Danielle went to wake up Trevor's mother, who was asleep in a guest bedroom. The dispatcher told Danielle to perform CPR. She lifted his shirt to find his chest covered in blood.
She asked him again, "Did you do this to yourself?" He stared. And then it hit her. "Someone did this to you, didn't they?" He closed his eyes in acknowledgement.
After he died, Danielle spent the night talking to detectives and tracking the incoming details of the shooting. A hospital reported treating a gunshot victim. It was 18-year-old Prentice Marshall, the man police allege was the triggerman, who was wounded in his testicles during the exchange of gunfire.
What happened that night made her think of another loved one.
One night in March 1998, Danielle's cousin was in an Ontario, Canada, bar with a friend. Danielle, then 17, and her cousin, Rae Lazenby, 21, were very close. A group of men at the bar were harassing the bartender. Rae told them to leave the bartender alone. They didn't, and management threw the men out.
At the end of the night, Rae and his friend walked out of the bar. The men were waiting outside. One grabbed and held Rae's friend. Another stabbed Rae to death.
"I just keep thinking, Why? Why me?" Danielle said.
• • •
Since her 30-year-old husband died, Danielle has received endless support. Police and volunteers have handled the surprising amount of paperwork generated by her husband's death. Her family and friends have come to town to help her.
Wherever she goes, people seem shocked by how young she is to have suffered such a loss, she says.
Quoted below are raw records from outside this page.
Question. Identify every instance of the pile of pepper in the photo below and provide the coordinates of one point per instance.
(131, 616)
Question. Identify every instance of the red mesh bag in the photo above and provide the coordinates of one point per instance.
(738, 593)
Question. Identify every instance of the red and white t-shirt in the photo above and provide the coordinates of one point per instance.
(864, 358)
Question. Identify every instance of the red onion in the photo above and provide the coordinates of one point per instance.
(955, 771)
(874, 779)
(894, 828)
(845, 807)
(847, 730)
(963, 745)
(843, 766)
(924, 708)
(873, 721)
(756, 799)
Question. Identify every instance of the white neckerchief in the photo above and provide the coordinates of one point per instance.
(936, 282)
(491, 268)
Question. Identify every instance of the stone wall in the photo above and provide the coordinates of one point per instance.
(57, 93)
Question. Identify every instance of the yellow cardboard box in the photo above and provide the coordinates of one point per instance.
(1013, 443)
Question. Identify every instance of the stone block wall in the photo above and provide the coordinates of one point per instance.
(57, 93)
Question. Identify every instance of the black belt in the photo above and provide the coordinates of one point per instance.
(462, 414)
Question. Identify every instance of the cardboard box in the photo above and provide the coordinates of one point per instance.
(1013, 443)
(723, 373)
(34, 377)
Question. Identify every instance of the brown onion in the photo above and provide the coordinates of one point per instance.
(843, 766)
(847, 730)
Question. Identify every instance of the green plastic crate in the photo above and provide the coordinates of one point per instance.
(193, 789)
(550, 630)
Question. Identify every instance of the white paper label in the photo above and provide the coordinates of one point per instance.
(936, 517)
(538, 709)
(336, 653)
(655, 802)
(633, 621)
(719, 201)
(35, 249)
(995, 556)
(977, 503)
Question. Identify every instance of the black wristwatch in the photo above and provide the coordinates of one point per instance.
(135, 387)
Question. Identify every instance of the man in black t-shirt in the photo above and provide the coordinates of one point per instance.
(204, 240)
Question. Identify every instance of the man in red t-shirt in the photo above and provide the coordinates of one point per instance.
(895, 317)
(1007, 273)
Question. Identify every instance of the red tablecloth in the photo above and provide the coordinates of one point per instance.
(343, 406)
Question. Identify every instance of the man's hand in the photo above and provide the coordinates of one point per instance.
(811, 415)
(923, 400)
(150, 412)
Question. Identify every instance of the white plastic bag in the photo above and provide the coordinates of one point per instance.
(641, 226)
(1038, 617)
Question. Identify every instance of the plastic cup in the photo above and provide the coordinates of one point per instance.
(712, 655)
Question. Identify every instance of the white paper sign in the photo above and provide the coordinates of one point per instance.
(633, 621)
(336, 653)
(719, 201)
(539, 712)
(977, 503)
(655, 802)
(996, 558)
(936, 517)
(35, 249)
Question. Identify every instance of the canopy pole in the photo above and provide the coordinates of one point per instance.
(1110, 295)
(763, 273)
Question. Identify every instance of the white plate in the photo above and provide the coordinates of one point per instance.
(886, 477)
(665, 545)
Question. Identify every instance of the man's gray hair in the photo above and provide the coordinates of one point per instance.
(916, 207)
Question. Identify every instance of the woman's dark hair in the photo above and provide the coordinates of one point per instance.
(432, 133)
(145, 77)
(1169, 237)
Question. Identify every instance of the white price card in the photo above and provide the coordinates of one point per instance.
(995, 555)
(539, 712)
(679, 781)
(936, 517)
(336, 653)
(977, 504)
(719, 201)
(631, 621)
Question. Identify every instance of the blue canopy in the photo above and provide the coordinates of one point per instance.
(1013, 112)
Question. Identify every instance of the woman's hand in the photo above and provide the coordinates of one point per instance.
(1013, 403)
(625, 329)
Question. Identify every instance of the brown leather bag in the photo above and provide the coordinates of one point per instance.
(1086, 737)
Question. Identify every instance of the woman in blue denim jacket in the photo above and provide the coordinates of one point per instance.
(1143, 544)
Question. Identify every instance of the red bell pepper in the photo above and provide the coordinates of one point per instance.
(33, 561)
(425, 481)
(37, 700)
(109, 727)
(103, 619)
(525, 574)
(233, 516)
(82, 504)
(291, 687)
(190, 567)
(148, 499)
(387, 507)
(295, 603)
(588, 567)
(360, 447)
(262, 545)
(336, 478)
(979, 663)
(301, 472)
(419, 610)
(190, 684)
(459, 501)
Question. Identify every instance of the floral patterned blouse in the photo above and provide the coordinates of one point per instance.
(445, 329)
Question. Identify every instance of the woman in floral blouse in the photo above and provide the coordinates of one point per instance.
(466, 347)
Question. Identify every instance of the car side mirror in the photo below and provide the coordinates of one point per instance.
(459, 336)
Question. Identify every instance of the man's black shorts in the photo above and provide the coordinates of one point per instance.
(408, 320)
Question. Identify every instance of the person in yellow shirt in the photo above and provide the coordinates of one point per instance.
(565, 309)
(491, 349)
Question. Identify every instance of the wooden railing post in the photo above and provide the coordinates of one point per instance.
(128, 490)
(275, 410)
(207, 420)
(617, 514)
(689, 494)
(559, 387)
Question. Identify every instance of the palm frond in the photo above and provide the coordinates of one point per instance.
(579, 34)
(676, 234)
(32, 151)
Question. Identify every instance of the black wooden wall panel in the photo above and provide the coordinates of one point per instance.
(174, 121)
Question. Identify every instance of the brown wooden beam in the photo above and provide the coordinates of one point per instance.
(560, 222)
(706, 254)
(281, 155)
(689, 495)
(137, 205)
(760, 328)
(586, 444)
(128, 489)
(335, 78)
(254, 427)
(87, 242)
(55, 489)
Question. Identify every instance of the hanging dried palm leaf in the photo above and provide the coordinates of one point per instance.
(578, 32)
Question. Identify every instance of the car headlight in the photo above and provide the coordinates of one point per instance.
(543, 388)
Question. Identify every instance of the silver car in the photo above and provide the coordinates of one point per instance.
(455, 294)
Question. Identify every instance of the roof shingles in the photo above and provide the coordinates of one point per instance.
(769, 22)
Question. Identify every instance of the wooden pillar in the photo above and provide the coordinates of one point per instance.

When she reassures them that she's OK, she can see the relief on their faces.
She doesn't want to, but she plans to testify during the trials of the six suspects charged in connection with her husband's slaying, one of whom is a juvenile. All have pleaded not guilty.
There's nothing she cares to say to the suspects.
"It was a bad time for him to be outside, that's all," she said of the night her husband was killed. "They drove by, saw the garage door open. They didn't know who they were messing with."
As soon as she was allowed to, she moved back into her house. She has no plans to leave, even though several of the suspects lived in the same neighborhood. She's not going to show anybody that she's scared.